Todo pasó después con tanta precipitación,
exactitud y naturalidad, que no me acuerdo de nada. De una cosa
solamente: a la entrada del pueblo la enfermera delegada me habló.
Tenía una voz extraña que no correspondía a
su rostro, una voz melodiosa y trémula. Me dijo: «Si
vamos despacio, nos exponemos a una insolación, pero si vamos
demasiado deprisa, se transpira y en la iglesia uno agarra un catarro.»

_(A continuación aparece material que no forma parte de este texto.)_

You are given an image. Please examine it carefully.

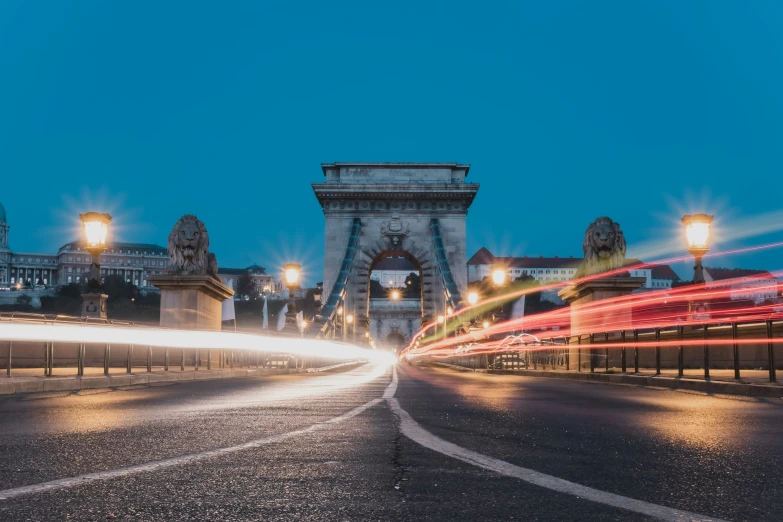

Tenía razón. No había solución. Guardé
otras imágenes de esa jornada: por ejemplo, el rostro de
Pérez cuando, por última vez, nos alcanzó cerca
del pueblo. Gruesas lágrimas de nerviosismo y dolor corrían
por sus mejillas, pero las arrugas las retenían, se estancaban,
se reunían y formaban un barniz de agua en aquel rostro destruido.
Hubo todavía la iglesia y los aldeanos en las aceras, los
geranios rojos sobre las tumbas del cementerio, el desvanecimiento
de Pérez (un muñeco dislocado, se habría dicho),
la tierra color de sangre que rodaba sobre el ataúd de mamá,
la blanca carne de las raíces con ella mezcladas, todavía
la gente, las voces, el pueblo, la espera ante un café, el
ronquido incesante del motor, y mi alegría cuando el autobús
entró en el nido de luces de Argel y pensé que me
iba a acostar y dormir durante doce horas.